Ce qui me désole est qu’une fois de plus, c’est de l’Europe que viendra le Salut ; je préférerais que la France donne l’exemple en matière de droits de l’homme plutôt que recevoir des leçons.
En effet, cette position va frontalement à l’encontre de la Convention européenne des droits de l’homme, et en l’appliquant, nous nous exposons à des condamnations à répétition devant la Cour. Car Ce n’est pas que nous n’ayons pas l’habitude, mais en ces temps de crise, les deniers de l’État pourraient être mieux employés. Ce serait dommage de perdre notre AAA à cause de violations des droits de l’homme… En effet, l’arrêt Dayanan c. Turquie de la Cour européenne des droits de l’homme, que mes lecteurs connaissent bien, pose dans son §32 que :
32. Comme le soulignent les normes internationales généralement reconnues, que la Cour accepte et qui encadrent sa jurisprudence, un accusé doit, dès qu’il est privé de liberté, pouvoir bénéficier de l’assistance d’un avocat et cela indépendamment des interrogatoires qu’il subit (pour les textes de droit international pertinents en la matière, voir Salduz, précité, §§ 37-44). En effet, l’équité de la procédure requiert que l’accusé puisse obtenir toute la vaste gamme d’interventions qui sont propres au conseil. A cet égard, la discussion de l’affaire, l’organisation de la défense, la recherche des preuves favorables à l’accusé, la préparation des interrogatoires, le soutien de l’accusé en détresse et le contrôle des conditions de détention sont des éléments fondamentaux de la défense que l’avocat doit librement exercer.

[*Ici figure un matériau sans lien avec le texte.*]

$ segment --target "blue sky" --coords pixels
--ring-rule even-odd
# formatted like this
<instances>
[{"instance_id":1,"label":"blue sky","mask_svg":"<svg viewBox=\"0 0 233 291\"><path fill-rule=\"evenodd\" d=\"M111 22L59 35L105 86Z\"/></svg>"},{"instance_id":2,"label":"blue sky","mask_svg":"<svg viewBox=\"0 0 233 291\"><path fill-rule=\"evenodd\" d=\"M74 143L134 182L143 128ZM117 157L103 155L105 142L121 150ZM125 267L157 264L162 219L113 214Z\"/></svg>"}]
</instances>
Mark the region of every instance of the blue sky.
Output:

Cette jurisprudence, qui est aussi claire que la volonté des magistrats français de ne pas l’appliquer, exige une intervention sans entrave de l’avocat dès la privation de liberté, qui est le seul critère pertinent. Elle exige nécessairement l’accès au dossier puisque nous sommes censés préparer les interrogatoires, organiser la défense, rechercher des preuves favorables à l’accusé, qui bien souvent se trouvent dans le dossier, quand on le lit avec un œil un peu critique, les procureurs le savent bien, et en tout état de cause, c’est là que se trouvent les éléments nous permettant de préparer les interrogatoires (plainte de la victime, audition des témoins et des policiers eux-même en cas de “flag” et d’organiser la défense, qui peut très bien être : “arrêtez avec votre baratin à deux balles, il y a toutes les preuves contre vous, reconnaissez les faits, c’est dans votre intérêt”. Dire comme le fait le Conseil que cette phase est de pure “police judiciaire”, ce qui justifie que l’avocat soit maintenu dans l’impuissance jusqu’à ce qu’il soit trop tard, n’est pas conforme à la CEDH, mais aussi aux normes internationales généralement reconnues, dixit la Cour. Bref, nous avons ici une exception française qui n’est pas à notre gloire.

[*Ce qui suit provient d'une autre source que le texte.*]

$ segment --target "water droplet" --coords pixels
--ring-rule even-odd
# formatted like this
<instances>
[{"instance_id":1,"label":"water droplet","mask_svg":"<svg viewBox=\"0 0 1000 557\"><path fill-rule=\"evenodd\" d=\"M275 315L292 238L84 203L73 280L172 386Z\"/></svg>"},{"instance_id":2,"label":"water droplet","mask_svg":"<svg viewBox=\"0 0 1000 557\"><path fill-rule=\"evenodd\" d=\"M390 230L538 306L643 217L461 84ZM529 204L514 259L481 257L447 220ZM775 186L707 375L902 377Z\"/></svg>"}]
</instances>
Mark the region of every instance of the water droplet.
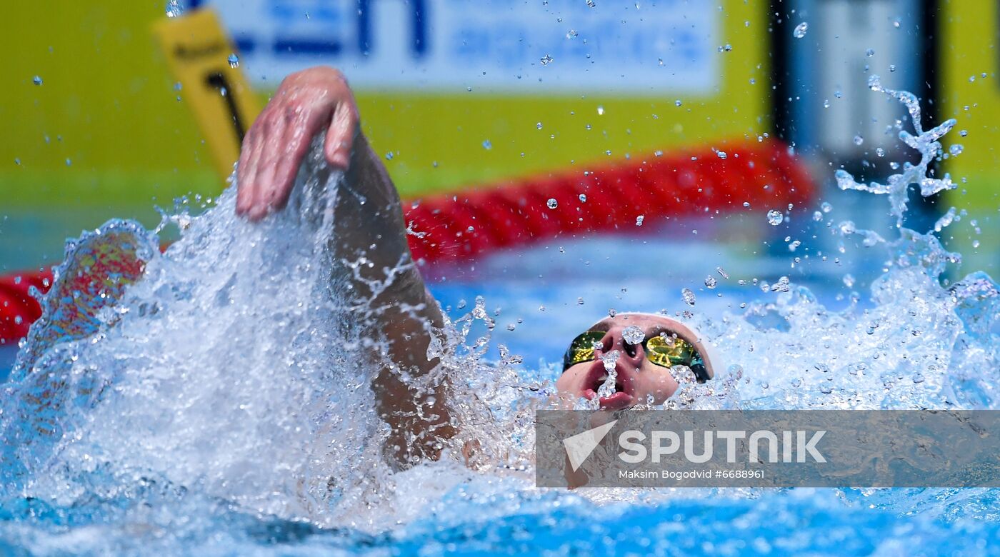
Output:
<instances>
[{"instance_id":1,"label":"water droplet","mask_svg":"<svg viewBox=\"0 0 1000 557\"><path fill-rule=\"evenodd\" d=\"M639 327L629 325L628 327L625 327L624 331L622 331L622 338L625 339L625 342L634 346L636 344L641 344L642 341L646 340L646 334L643 333L642 329Z\"/></svg>"},{"instance_id":2,"label":"water droplet","mask_svg":"<svg viewBox=\"0 0 1000 557\"><path fill-rule=\"evenodd\" d=\"M180 17L184 13L184 5L181 4L180 0L167 0L164 11L167 13L167 17Z\"/></svg>"},{"instance_id":3,"label":"water droplet","mask_svg":"<svg viewBox=\"0 0 1000 557\"><path fill-rule=\"evenodd\" d=\"M694 305L694 302L695 302L694 292L691 292L690 288L683 288L683 289L681 289L681 298L684 300L685 304L687 304L689 306L693 306Z\"/></svg>"}]
</instances>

Enfin, pour tous ceux qui reprocheront aux juristes de planer dans l’exosphère juridique au point d’en oublier la pratique, reproche absurde au demeurant car il n’y a pas matière plus concrète que le droit, mon prochain billet redescendra au ras des pâquerettes pour faire un bilan pratique du nouveau régime et vous inviter à réfléchir aux conséquences à tirer de cette décision et de son volet “audition libre”. Au mépris du risque de paradoxe, on y parlera beaucoup du silence.